What is it about power that corrupts the people who possess it? Is it not possible to serve as a mayor, MK or minister and retain a moral code, honesty and integrity?
Obviously the majority of our elected officials and public servants, both nationally and locally, are honest, innocent emissaries of the public who serve its interests faithfully. But the minority — and, sadly, it is growing rapidly — is beginning to cast a dark shadow over the whole.
Our sages have already taught us that the greater a man's evil inclinations, the greater the man's capabilities. Judging from the evil inclinations of the officials who roam the halls of Israel's government offices, we have apparently been blessed with especially great leaders.
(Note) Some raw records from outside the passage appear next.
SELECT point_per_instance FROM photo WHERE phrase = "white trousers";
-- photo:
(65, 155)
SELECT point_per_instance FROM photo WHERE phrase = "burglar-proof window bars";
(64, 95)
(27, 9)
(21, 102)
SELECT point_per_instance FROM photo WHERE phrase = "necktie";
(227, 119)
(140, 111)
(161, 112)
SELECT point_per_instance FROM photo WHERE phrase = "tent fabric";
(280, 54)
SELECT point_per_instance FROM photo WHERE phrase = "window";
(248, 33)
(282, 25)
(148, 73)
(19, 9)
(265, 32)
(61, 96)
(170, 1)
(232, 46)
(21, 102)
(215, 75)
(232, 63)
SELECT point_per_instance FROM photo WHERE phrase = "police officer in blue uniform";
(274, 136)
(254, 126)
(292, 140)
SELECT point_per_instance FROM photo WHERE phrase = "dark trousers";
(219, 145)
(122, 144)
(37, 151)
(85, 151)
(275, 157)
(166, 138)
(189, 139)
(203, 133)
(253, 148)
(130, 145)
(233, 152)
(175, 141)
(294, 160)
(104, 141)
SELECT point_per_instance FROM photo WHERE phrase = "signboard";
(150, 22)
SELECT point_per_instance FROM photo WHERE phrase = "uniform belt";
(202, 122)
Criminal penalties aren't enough to resolve this problem of abhorrent corruption. Punishment is good for deterrence and for setting standards, but it must be accompanied by a parallel system of ethics, to be meticulously and voluntarily observed — not out of a fear of the police. Such a system would define norms for what is acceptable, and not just what is permitted by law; what is "not done" and not just what is forbidden.
Some 10 years ago, former Supreme Court Justice and Attorney-General Prof. Yitzhak Zamir was appointed to head a committee charged with outlining a new code of ethics for MKs. The committee convened many times, completed its work and submitted its report to the Knesset for approval, where it is gathering dust until this very day. The members of Knesset refuse to subject themselves to the report's recommendations, even though they cooperated in their formulation.
A committee appointed to formulate a code of ethics for municipal officials has also recently completed its work.
Public figures would be wise to adopt this code of ethics as soon as possible, and behave accordingly. If they do, they may be able to disperse some of the menacing, slimy corruption cloud that hangs over them — and us — and threatens to turn Israel into a banana republic. Even if it is too little too late, it's better that than never.